The very hardest bit about learning to write is in being able to successfully translate your story vision to enough readers. You want them to see what you see, feel what you feel with enough accuracy that the readers are engaged to the same degree you were when the story vision occurred to you. It’s simple, but not easy.
Writing Tip for Today: How can we close the gap between what we envision and what our readers experience?
One of the first ways we writers can connect more completely with our readers is to remember to write to the particular. E.B. White famously said, “Don’t write about man; write about a man.” Good writers, it’s been said, are always in a perpetual state of noticing. This doesn’t necessarily mean you load your prose with more modifiers. In fact, most great writers are somewhat stingy with adjectives or adverbs. Rather, shoot for very specific nouns and verbs as you narrate the story for your readers. You might know this as Concrete Sensory Detail (CSD). Let them see the Ferrari rather than the sports car; the stand of birches rather than a bunch of trees. For writers, the general really can be the enemy of the particular, so the more specific and particular your writing is, the more likely that readers will see, hear, touch (etc) the same things you do in the story.
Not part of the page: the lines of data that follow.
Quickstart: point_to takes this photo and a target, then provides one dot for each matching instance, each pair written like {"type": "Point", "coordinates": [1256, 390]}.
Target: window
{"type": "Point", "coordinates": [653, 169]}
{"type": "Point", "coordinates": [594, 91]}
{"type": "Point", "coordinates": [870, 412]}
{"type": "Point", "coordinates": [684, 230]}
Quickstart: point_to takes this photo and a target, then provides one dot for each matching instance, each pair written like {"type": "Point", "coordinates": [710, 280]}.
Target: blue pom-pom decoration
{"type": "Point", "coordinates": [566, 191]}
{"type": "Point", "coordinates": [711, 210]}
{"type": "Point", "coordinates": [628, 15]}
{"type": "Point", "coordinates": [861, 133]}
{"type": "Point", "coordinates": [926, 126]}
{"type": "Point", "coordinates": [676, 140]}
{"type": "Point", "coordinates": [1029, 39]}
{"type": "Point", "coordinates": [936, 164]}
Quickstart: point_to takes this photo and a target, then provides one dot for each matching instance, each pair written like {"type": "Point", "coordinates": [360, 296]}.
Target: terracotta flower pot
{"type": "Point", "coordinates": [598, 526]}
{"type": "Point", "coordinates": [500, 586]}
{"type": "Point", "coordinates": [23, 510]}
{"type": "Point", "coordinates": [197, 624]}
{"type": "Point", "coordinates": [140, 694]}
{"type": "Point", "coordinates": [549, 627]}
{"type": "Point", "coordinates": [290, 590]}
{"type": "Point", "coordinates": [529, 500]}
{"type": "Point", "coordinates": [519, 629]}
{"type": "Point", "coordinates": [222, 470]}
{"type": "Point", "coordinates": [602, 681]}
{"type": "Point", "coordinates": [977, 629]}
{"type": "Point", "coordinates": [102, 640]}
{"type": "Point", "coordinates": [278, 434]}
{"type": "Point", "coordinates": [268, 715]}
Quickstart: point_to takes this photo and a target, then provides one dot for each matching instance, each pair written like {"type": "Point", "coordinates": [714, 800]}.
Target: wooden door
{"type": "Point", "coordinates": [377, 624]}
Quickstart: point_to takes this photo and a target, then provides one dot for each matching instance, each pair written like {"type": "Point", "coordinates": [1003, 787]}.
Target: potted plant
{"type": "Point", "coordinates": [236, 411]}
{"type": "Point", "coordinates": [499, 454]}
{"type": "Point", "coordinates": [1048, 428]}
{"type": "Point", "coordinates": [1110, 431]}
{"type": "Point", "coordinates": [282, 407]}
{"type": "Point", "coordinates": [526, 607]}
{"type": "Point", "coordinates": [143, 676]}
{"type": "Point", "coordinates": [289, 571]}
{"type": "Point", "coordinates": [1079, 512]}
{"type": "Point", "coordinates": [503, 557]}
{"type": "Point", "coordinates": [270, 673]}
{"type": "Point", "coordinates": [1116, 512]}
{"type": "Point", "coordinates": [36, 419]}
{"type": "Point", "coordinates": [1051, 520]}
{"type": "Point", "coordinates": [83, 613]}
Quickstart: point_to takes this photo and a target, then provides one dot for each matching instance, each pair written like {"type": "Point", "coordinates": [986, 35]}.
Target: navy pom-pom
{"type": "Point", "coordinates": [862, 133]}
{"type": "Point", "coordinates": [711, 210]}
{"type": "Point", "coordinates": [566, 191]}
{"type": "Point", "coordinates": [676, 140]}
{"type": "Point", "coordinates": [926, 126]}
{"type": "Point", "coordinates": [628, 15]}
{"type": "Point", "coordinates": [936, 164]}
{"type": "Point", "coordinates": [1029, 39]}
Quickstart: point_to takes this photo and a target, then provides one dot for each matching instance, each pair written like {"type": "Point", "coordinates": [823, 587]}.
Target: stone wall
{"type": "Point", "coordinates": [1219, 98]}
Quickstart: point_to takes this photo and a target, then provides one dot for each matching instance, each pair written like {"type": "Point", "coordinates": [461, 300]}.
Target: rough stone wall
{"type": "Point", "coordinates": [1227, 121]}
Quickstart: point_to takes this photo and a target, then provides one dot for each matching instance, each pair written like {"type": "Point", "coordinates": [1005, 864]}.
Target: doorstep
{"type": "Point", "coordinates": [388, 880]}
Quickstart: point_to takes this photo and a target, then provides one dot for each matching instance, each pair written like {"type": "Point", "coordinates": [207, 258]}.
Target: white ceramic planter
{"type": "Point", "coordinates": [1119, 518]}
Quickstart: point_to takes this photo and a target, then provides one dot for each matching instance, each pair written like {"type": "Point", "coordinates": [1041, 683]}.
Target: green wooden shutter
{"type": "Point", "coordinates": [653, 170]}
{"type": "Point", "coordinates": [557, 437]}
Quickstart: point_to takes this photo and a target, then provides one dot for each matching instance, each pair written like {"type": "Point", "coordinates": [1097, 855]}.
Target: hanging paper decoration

If readers understand what a story is showing them because you have laid out specific and particular prose, the gap still isn’t entirely closed. As you propel your characters through a story, readers want more than just the facts. Readers are always searching for character emotions that they can relate to—either because they’ve been through a similar situation or because they’ve experienced similar emotions. A colleague of mine recently told about receiving a bunch of missed calls from a number that could’ve been her son who was deployed overseas. When she realized she’d missed the calls, she was frantic and got even more worried when no one answered her attempts to call the number. Thinking her son was in serious trouble, she panicked until she finally figured out the caller was only a salesperson, not her son in trouble. The experience was frustrating but her emotions were perfect for the fiction she was working on. To close the gap between your story vision and readers’ experience, draw on your deepest and truest emotions. It’s not always easy, and you may have to rewrite through many layers of your own tendencies to self-protect, but if you persist the reward is more readers who really “get” what you write.
Same but Different
One roadblock to bringing together yours and your readers’ experience is to think readers must experience your story exactly the way you do. Writers who insist on describing every detail of a scene and its action will often be disappointed to learn readers checked out long ago. When writing about the particular, the trick is to know which details to write and which to omit. If you force readers to become swamped in a sea of details, they won’t know which ones to pay attention to. And if you try to maneuver reader emotions, it’s kind of like the wife who asks her husband to say he loves her. If you have to ask, it’s not the same. Choose a few important details/actions/emotions for your readers and let them assume or fill in a few too. Yes, it takes practice. As I said, it’s simple—but definitely not easy.